Hi! I have a question similar to those discussed in this thread. I would appreciate it if you would check out my other post. However, I will copy the relevant questions to this chat as well. You can check it out here: Monero Anonymity: QubesOS/Whonix Split Monero Wallet vs. Self-hosted Onion Remote Node
Half of my question is also about the optimal monerod configuration in the QubesOS/Whonix Monero split wallet setup, which is also described in the Whonix documentation.
- How can I separate p2p traffic from transaction broadcasting traffic to avoid correlation attacks? In other words, I don’t want the p2p nodes I’m connected to also receiving my Monero transactions from the same Tor exit nodes.
My current work-in-progress idea is to use TransPort for p2p traffic and add another TorSocks port for the “new” –tx-proxy flag.
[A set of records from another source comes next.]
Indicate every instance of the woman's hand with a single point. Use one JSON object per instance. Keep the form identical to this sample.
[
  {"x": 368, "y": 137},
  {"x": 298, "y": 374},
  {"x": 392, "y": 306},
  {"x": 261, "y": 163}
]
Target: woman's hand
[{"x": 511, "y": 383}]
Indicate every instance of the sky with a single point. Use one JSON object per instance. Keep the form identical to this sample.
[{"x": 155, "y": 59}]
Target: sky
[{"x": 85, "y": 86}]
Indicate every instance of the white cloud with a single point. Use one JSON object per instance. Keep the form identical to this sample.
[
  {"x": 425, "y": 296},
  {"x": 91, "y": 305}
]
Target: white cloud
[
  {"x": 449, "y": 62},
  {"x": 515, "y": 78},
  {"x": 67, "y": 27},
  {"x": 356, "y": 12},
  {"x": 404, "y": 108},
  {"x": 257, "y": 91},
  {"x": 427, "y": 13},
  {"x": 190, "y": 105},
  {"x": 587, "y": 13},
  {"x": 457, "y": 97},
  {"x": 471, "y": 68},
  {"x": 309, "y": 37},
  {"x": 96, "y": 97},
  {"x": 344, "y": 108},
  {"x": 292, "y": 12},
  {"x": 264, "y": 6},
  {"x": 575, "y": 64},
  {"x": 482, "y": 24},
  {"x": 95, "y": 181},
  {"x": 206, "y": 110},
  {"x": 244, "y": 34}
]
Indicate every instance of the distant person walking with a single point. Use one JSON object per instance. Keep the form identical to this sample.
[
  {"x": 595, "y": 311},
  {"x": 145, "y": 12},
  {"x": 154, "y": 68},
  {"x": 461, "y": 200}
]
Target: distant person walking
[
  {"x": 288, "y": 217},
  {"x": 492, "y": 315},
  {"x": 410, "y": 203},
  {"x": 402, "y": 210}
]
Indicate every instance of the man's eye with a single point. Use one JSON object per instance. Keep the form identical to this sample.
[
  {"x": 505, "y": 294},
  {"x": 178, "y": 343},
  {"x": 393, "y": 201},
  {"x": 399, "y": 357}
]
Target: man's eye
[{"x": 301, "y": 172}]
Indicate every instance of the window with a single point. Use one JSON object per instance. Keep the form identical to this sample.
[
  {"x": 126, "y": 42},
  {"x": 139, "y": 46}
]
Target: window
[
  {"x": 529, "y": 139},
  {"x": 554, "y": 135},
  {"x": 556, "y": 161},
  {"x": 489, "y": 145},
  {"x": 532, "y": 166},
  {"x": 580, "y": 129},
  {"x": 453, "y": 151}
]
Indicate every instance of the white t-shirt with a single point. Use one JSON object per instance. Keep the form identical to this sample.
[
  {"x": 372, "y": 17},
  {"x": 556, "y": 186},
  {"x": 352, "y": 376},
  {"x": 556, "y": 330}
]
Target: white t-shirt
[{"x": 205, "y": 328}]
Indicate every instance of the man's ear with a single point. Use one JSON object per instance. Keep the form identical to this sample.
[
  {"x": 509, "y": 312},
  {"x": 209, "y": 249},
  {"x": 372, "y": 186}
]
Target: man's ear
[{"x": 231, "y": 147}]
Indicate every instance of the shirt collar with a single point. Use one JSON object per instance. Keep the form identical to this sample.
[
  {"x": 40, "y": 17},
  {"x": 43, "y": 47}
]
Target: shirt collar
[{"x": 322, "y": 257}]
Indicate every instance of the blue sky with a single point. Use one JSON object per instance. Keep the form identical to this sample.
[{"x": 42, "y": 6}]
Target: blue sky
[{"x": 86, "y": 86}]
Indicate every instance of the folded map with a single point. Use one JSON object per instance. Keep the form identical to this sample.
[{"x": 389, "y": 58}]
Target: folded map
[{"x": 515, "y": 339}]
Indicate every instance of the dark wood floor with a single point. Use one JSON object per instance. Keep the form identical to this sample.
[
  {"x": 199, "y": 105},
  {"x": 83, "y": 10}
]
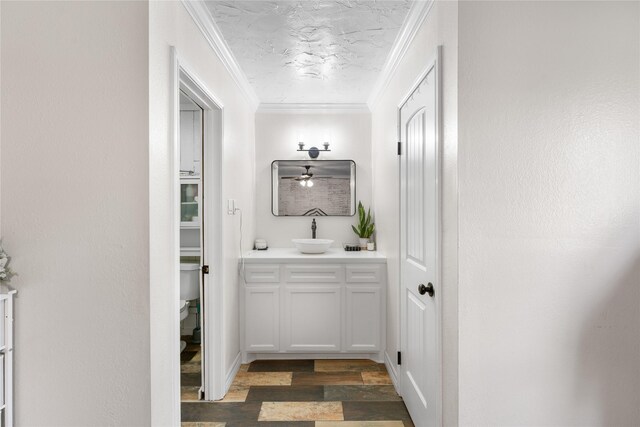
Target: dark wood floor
[{"x": 311, "y": 393}]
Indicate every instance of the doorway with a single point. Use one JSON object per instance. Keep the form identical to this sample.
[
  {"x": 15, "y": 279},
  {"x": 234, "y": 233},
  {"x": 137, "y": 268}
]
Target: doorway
[
  {"x": 420, "y": 255},
  {"x": 198, "y": 222}
]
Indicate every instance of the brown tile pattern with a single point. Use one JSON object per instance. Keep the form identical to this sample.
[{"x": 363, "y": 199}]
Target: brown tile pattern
[
  {"x": 190, "y": 373},
  {"x": 298, "y": 393},
  {"x": 349, "y": 365},
  {"x": 376, "y": 378},
  {"x": 301, "y": 411},
  {"x": 281, "y": 366},
  {"x": 309, "y": 393},
  {"x": 326, "y": 378}
]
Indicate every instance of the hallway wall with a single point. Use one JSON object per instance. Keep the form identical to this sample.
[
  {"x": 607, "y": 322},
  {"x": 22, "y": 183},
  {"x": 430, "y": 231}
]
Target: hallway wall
[
  {"x": 75, "y": 212},
  {"x": 171, "y": 25},
  {"x": 276, "y": 136},
  {"x": 549, "y": 138}
]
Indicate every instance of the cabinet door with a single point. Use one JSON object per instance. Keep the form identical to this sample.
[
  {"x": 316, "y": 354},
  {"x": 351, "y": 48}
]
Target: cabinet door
[
  {"x": 364, "y": 319},
  {"x": 311, "y": 318},
  {"x": 261, "y": 318}
]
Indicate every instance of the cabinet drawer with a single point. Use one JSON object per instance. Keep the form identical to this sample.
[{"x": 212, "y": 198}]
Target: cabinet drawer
[
  {"x": 317, "y": 273},
  {"x": 357, "y": 273},
  {"x": 262, "y": 273}
]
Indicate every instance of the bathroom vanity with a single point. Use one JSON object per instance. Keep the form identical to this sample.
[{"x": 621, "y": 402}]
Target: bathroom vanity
[{"x": 329, "y": 305}]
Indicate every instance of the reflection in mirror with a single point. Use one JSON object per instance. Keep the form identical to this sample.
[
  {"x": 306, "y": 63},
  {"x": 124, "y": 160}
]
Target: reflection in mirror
[{"x": 313, "y": 187}]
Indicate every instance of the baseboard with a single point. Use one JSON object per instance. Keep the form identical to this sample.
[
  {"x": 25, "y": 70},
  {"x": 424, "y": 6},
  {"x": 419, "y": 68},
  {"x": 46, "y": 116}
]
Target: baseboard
[
  {"x": 232, "y": 373},
  {"x": 393, "y": 372}
]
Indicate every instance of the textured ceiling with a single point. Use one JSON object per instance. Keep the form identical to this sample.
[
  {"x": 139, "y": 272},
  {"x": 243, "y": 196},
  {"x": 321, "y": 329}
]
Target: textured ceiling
[{"x": 313, "y": 51}]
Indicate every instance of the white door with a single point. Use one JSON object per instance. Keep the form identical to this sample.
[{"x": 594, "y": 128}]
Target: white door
[{"x": 419, "y": 240}]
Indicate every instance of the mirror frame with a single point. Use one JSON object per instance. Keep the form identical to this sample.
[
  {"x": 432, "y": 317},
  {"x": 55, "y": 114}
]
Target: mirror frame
[{"x": 312, "y": 161}]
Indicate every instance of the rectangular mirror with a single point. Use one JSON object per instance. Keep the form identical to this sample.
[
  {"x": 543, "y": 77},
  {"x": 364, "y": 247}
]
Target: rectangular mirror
[{"x": 313, "y": 187}]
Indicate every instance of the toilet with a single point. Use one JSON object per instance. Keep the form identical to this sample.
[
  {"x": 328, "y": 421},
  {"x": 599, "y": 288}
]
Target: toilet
[{"x": 189, "y": 290}]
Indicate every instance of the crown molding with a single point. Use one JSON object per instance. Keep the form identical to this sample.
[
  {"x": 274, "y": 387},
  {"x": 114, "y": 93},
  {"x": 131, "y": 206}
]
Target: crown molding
[
  {"x": 211, "y": 32},
  {"x": 416, "y": 16},
  {"x": 302, "y": 108}
]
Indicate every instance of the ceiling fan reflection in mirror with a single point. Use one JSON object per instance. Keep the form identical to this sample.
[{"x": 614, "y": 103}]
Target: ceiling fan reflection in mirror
[{"x": 305, "y": 178}]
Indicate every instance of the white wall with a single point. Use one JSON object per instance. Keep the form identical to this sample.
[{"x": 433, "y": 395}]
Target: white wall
[
  {"x": 276, "y": 139},
  {"x": 549, "y": 213},
  {"x": 171, "y": 25},
  {"x": 439, "y": 28},
  {"x": 74, "y": 209}
]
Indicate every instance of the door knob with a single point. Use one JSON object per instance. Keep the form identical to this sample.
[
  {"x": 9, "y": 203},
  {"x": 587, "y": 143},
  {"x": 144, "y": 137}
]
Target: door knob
[{"x": 422, "y": 289}]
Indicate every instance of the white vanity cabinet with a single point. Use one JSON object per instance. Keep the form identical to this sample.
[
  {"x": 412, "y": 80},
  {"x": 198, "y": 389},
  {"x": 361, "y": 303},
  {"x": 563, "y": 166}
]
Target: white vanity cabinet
[{"x": 313, "y": 306}]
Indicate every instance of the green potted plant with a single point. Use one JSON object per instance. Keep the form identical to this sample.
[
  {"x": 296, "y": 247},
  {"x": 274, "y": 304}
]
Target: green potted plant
[{"x": 365, "y": 226}]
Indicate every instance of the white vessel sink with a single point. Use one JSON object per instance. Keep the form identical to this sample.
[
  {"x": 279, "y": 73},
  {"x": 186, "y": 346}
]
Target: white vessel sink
[{"x": 312, "y": 246}]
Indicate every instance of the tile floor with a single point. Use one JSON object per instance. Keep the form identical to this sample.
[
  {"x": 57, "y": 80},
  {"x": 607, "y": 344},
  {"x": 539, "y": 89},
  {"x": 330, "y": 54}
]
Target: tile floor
[{"x": 311, "y": 393}]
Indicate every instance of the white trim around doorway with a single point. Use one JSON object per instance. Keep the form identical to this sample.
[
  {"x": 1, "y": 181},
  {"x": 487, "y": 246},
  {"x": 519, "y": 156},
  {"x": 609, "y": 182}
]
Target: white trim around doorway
[{"x": 185, "y": 79}]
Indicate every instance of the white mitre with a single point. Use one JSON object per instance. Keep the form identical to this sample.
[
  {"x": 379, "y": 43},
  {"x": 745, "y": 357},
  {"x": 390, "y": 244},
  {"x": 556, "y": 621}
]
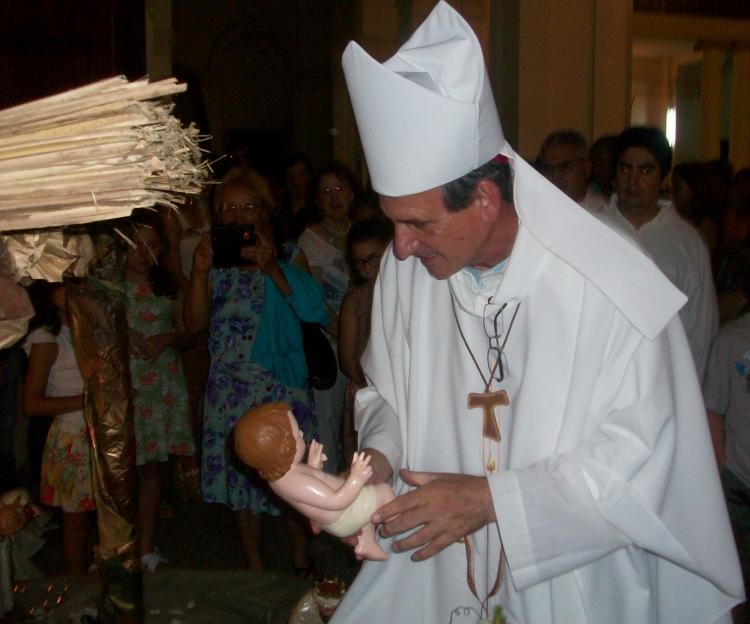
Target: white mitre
[{"x": 426, "y": 116}]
However, I am unsure whether this is what the proxy flag is actually intended to do.
Currently, my best guess is to use the following configuration for QubesOS: --tx-proxy tor,127.0.0.1:9180,10. Is that the right approach? Note the IP address, port number, and 10. Is this the correct setup? What does the 10 actually do? From my understanding, it will rotate through ten different peers for broadcasting. Is that correct? Is 127.0.0.1 correct in the QubesOS context? What do you think about the specific port 9180?
- I am also trying to determine whether stream isolation is ideal for the two types of traffic (p2p and transaction broadcast).
My understanding is that, for long-lived p2p connections, stream isolation isn’t ideal, but it is for transaction broadcasts. Therefore, I would use the TransPort for p2p traffic and a SocksPort in the range of 9180–9189 for transaction broadcast traffic. These ports are documented in the Whonix documentation and come with IsolateDestAddr and IsolateDestPort. More information can be found here: Stream Isolation .
As a follow-up, I have a question about the specific port. Is it a good idea to choose any available port in sys-whonix? Wouldn’t doing so increase the risk of another application (perhaps from a different VM) using the same port, which could lead to identity correlation? Would it be better to define a unique monerod --tx-proxy SocksPort to ensure that it is not used by anything else? Is that even an issue, or is traffic using the same SocksPort (e.g. 9180) from two different VMs isolated anyway?
- I also believe that P2P connections running over Tor exit nodes allow for more timing correlation as if they never left the Tor network (e.g., by using Onion Services). In other words, I see potential for improvement in moving all p2p traffic from the current TransPort IP obfuscation method to Tor Onion Services exclusively.
My idea is to use the exclusive relay feature to add only Onion Services as peers. This should result in only P2P connections to Onion Services. I haven’t tested this yet, so I’m looking for feedback and discussion about it.
-
Given the shift to Onion Services for p2p traffic, I would like to determine the optimal number of peers to mitigate the risk of an eclipse attack. Additionally, I would like to explore the potential benefits of implementing stream isolation for p2p traffic. In other words, I am requesting a reevaluation of previous p2p traffic considerations in light of the use of Tor Onion Services.
-
I would also like to start a discussion about whether the Flatpak or the direct Monero binary is the better option.
Flatpak could be updated more easily. Depending on the option chosen, I recommend checking the hardening options, as these should differ between the systemd service file with the Monero daemon (monerod) binary and the Flatpak version.
This is just a rough draft and not a complete setup. It has not been fully tested either. I would appreciate some feedback before moving forward. Please note that I have already spent quite a bit of time testing and consulting the Whonix documentation.